An old adage in the field of journalism says that when a dog bites man, it is not news, the reason being that it happens so often. The same could be said of when mosquito bites man, especially in Memphis. Conversely, the adage goes, if man turns his teeth toward his predator, it's something to write about. Which brings us to Buzz Off, a local company that has developed a system of protecting our yards from mosquitoes. And it doesn't even involve biting the little bloodsuckers.
Let's begin with an overview of the brief, irritating life of a mosquito. The insect matures from egg to adult in four to seven days. The female, or biting mosquito, lives between three and 100 days and, worst-case scenario, she lays up to 3,000 eggs in a lifetime. Males live between 10 and 20 days and survive on fruit and flower nectar. If only the female could learn from the peace-loving, vegan, male, we wouldn't have to worry about mosquitoes at all. But she insists on a mammal blood feast, a whole five-millionths of a liter's worth, to get through the day. Alas, no matter how inoffensive the male is on his own to humankind, he still must die for his indispensable role in the breeding process.
Tom Stephen launched Buzz Off, all licensed and bonded, in 2004 after over a decade designing and selling pump and spray systems for controlling agricultural pests. He developed a keen business sense and a gift for understatement over the course of his insecticidal career. "Mosquitoes in Memphis can be quite bothersome at times," he says, "so it looked like a good market."
Buzz Off installs a system of hoses that branch from a 55-gallon barrel of insecticide (hidden near your air-conditioning unit or pool pump) out to nozzles placed strategically throughout the perimeter of your property. The nozzles are hidden under eaves, along fences, and in bushes, while the hoses can be colored to blend into their surroundings.
At three selected intervals each day, the nozzles emit a fine mist of pyrethrum — a botanical insecticide derived from the chrysanthemum flower — for 30 seconds. Pyrethrum biodegrades harmlessly, unless you're a mosquito, leaving no residue. You may also add a dousing yourself, as situations require, since the system comes equipped with remote control. But don't get too trigger-happy; you have to pay for refills.
Speaking of costs, Stephen says that they vary according to the property. "Every home has different landscaping and sizes," he explains. "[What matters] is the location of fences and trees where we can put the nozzles. Our average system cost here is around $3,500, but we have them go up to $15,000. There's the upfront cost for installation, and the ongoing cost of the service plan that covers the solution cost, and a service plan for winterization and de-winterization, fixing anything that goes wrong during our use season."

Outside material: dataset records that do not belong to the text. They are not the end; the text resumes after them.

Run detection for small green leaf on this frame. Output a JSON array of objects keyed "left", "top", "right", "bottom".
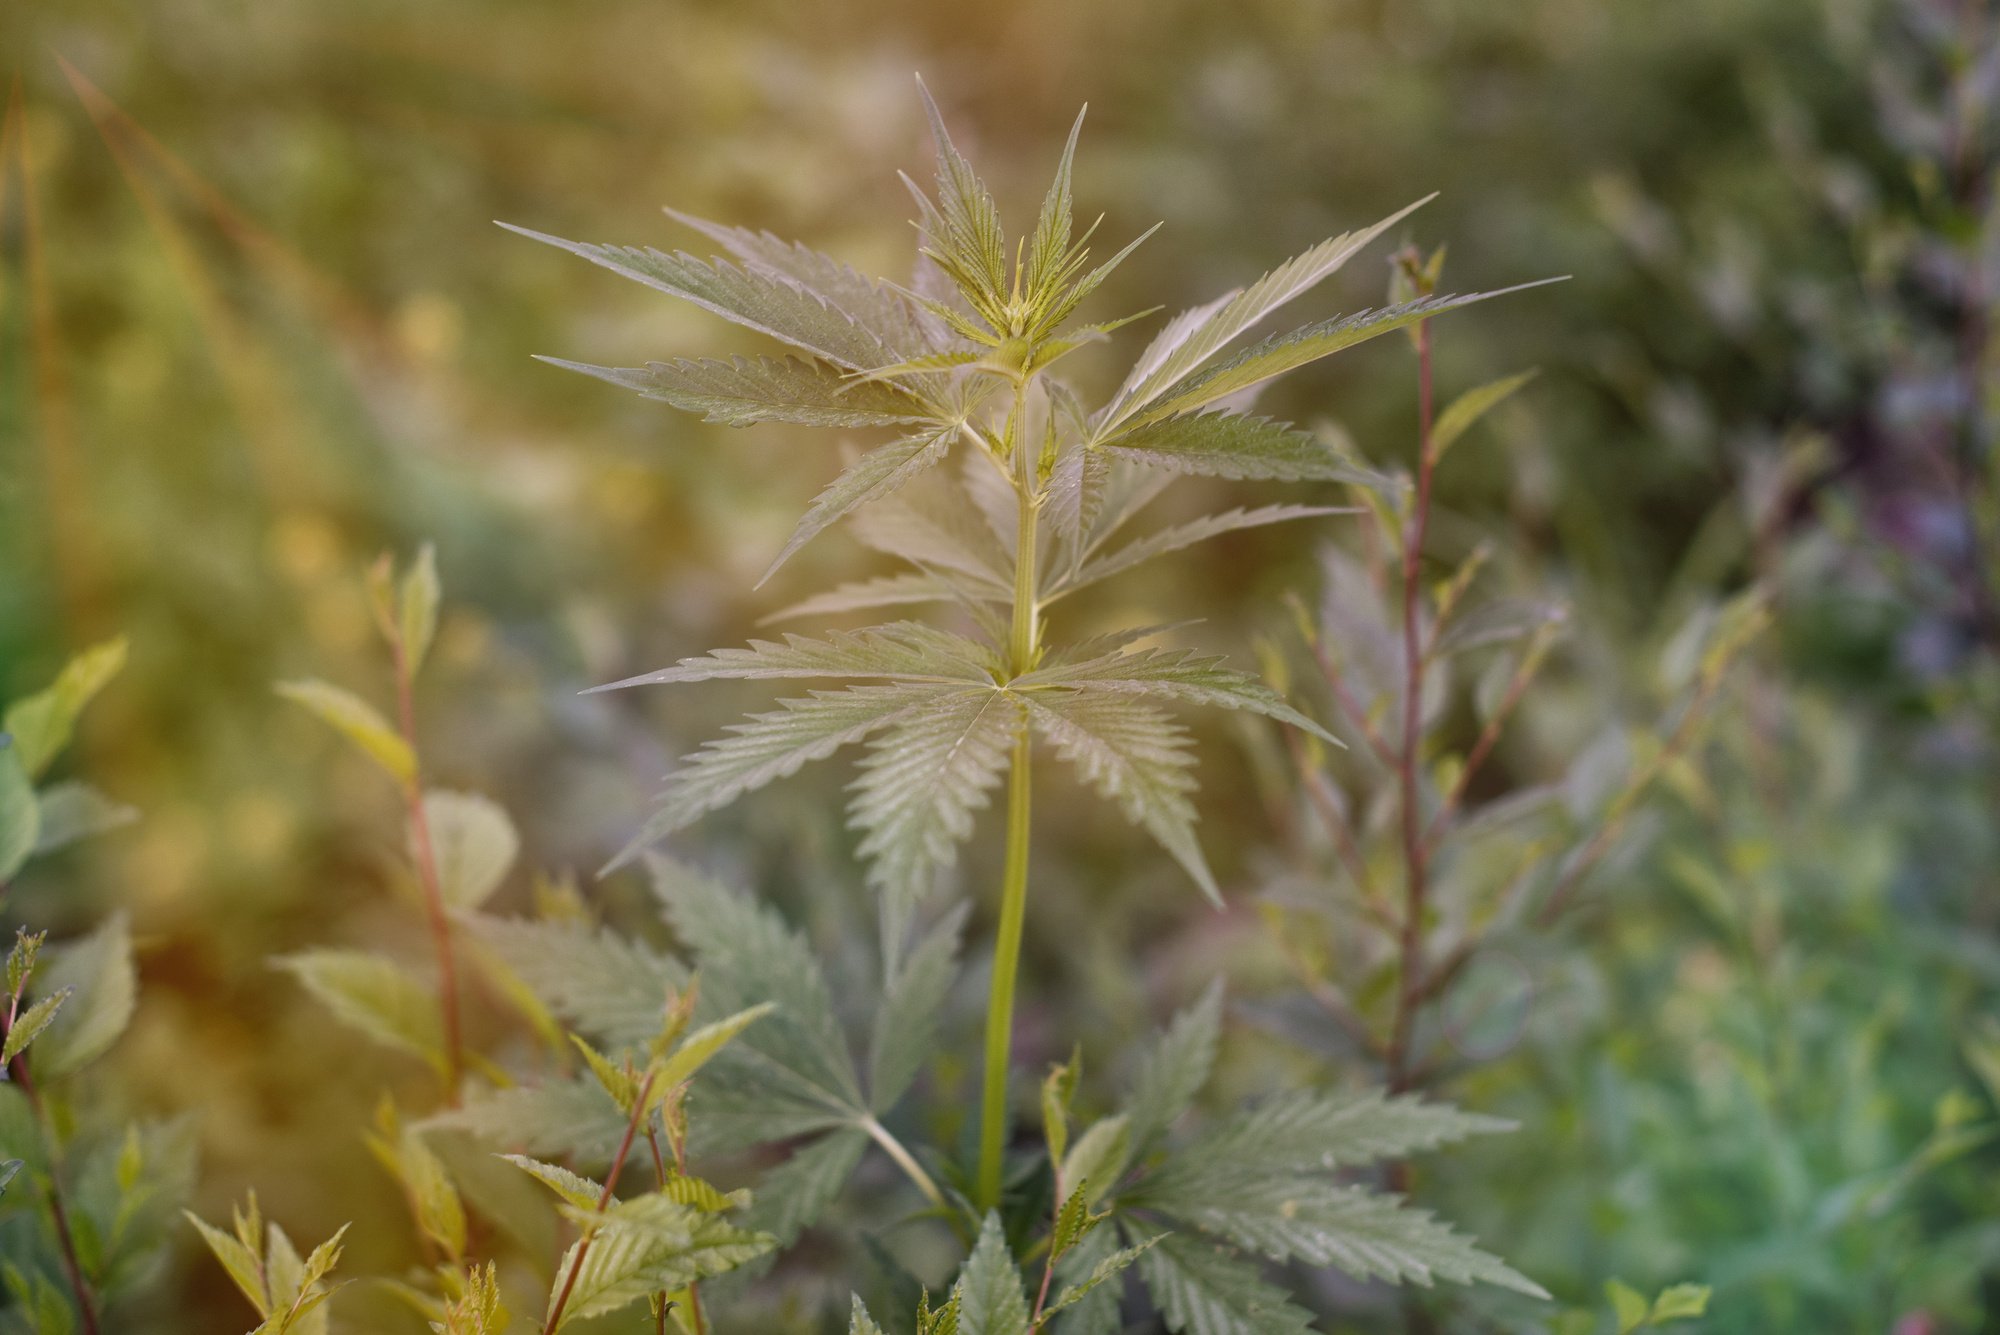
[
  {"left": 762, "top": 425, "right": 959, "bottom": 585},
  {"left": 850, "top": 1296, "right": 891, "bottom": 1335},
  {"left": 1430, "top": 369, "right": 1537, "bottom": 461},
  {"left": 3, "top": 637, "right": 127, "bottom": 780},
  {"left": 420, "top": 790, "right": 519, "bottom": 909},
  {"left": 276, "top": 680, "right": 415, "bottom": 786},
  {"left": 956, "top": 1212, "right": 1030, "bottom": 1335},
  {"left": 1042, "top": 1235, "right": 1160, "bottom": 1321},
  {"left": 572, "top": 1033, "right": 638, "bottom": 1111},
  {"left": 654, "top": 1001, "right": 777, "bottom": 1091},
  {"left": 277, "top": 949, "right": 444, "bottom": 1073},
  {"left": 2, "top": 987, "right": 70, "bottom": 1063},
  {"left": 501, "top": 1154, "right": 604, "bottom": 1211},
  {"left": 1608, "top": 1279, "right": 1651, "bottom": 1333},
  {"left": 1649, "top": 1283, "right": 1711, "bottom": 1324},
  {"left": 31, "top": 914, "right": 137, "bottom": 1080},
  {"left": 399, "top": 543, "right": 441, "bottom": 675},
  {"left": 1059, "top": 1115, "right": 1131, "bottom": 1207},
  {"left": 186, "top": 1209, "right": 272, "bottom": 1316}
]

At least the estimate is free.
Stephen explains that Buzz Off takes a little time to rid your yard of the biting bugs. "Mosquitoes are fairly territorial, and we disrupt the breeding cycle. We kill adult mosquitoes, and when their eggs hatch, we kill those mosquitoes. Over a three or four week time period — where we have a money-back guarantee — we know that we'll reduce the density of mosquitoes. You'll have some come in with the wind, you can't have 100 percent mosquito control, because there are too many environmental factors, so we guarantee 90-95 percent mosquito control."
Though the Buzz Off system is designed to reduce the mosquito population, pyrethrum kills bugs indiscriminately, taking down fleas, ticks, spiders, wasps, and gnats. One shouldn't, however, stand in the mist prior to a walk around the block. "The label says not to spray around people, pets, or food," Stephen adds.
The tiny biter with the big impact on local history will be a thing of the past if Stephen has his way. He envisions a day of "mosquito free neighborhoods," and gets closer as his clientele spreads. "We have a little over 300 clients and expanding rapidly out where the growth is going out to Germantown, Collierville, Piperton, and Fayette County," Stephen says.
If only Memphis had Buzz Off in 1878.